Israeli army pledges help to embattled Syrian Golan village

Druze men residing in Israel hold their community’s flag after they heard about clashes in the Syrian Druze village of Hadar, on Nov. 3, 2017 in the Israeli-annexed Golan Heights. (AFP/Jalaa Marey)

JERUSALEM: The Israeli army on Friday issued a rare statement in support of a government-held village in Syria’s Golan Heights, pledging not to allow it to be taken by attacking rebel forces.
The army was ready to “prevent Hader from being harmed or occupied, as part of our commitment to the Druze population,” a statement from chief military spokesman Brig. Gen. Ronen Manelis said.
Manelis did not specify how Israel would act, but firmly denied “claims of Israeli involvement or help to global jihad elements in the fighting.”

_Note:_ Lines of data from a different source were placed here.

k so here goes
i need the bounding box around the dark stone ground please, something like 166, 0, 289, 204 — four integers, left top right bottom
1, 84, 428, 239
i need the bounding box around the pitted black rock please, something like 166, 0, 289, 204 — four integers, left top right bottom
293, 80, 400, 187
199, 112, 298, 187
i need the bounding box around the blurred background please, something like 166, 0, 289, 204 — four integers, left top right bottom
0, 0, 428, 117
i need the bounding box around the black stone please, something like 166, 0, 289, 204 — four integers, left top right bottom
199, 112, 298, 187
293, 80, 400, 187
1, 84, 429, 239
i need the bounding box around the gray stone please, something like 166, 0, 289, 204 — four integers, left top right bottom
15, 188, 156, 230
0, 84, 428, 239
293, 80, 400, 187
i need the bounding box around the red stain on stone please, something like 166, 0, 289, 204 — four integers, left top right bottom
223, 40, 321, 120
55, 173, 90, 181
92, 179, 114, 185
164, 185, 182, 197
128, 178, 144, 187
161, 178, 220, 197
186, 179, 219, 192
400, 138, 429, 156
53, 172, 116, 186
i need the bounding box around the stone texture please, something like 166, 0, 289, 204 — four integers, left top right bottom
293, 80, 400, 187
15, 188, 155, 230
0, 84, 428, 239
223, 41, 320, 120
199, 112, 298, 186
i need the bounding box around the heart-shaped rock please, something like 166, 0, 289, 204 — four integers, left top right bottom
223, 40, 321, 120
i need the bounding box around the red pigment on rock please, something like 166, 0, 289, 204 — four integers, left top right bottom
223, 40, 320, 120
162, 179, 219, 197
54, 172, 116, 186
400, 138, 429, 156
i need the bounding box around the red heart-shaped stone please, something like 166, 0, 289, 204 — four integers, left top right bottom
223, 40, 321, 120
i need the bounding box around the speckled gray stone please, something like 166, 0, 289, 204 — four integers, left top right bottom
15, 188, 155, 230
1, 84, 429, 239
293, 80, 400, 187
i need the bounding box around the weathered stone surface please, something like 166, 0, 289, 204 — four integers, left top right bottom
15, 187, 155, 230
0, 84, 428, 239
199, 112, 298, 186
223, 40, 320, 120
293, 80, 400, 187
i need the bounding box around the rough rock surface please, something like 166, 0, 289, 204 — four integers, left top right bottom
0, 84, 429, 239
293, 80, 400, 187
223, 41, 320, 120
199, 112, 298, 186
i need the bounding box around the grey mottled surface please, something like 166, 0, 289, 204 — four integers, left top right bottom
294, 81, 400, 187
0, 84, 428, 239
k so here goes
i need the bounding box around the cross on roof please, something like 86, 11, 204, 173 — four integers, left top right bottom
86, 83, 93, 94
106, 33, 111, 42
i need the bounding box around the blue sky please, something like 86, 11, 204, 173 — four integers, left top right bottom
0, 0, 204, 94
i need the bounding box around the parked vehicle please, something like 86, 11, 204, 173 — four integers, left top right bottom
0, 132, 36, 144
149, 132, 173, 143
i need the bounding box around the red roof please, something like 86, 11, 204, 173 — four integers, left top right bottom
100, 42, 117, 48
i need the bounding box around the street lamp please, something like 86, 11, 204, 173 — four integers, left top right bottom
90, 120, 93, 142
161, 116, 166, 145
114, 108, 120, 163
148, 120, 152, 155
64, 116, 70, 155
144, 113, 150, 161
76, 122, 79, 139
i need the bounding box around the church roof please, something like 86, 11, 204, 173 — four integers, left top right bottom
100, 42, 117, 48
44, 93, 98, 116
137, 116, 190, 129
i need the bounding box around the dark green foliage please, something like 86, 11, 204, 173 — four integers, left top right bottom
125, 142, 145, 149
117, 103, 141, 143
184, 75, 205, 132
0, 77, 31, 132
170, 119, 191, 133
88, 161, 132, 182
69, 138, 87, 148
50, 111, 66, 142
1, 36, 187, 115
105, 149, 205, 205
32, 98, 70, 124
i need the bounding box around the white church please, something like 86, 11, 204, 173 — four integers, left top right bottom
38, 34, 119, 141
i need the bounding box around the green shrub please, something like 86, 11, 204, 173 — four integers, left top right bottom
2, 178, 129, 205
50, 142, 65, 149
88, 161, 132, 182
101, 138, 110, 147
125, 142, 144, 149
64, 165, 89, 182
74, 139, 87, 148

The majority-Druze village, which lies near the disengagement line that divides the Syrian-controlled part of the Golan from that occupied by Israel, was targeted early in the morning by a suicide car bomb that killed nine.
Clashes were reported between government and rebel forces, and one Israeli was lightly wounded by spillover fire.
Meanwhile, Druze from Majdal Shams, a village on the Israeli side of the disengagement line, rushed to the fence in a bid to help their brethren in Syria, an AFP reporter said.
The Israeli army sealed off the area to prevent any such crossings.
There are approximately 140,000 Druze in Israel, including 20,000 in the Golan Heights.
Israel has long professed a policy of not intervening militarily in the Syrian civil war, while carrying out strikes on weaponry that could threaten it and treating people wounded in the fighting.
Israel seized 1,200 square kilometers (460 square miles) of the Golan Heights from Syria in the Six-Day War of 1967 and later annexed it, a move never recognized by the international community.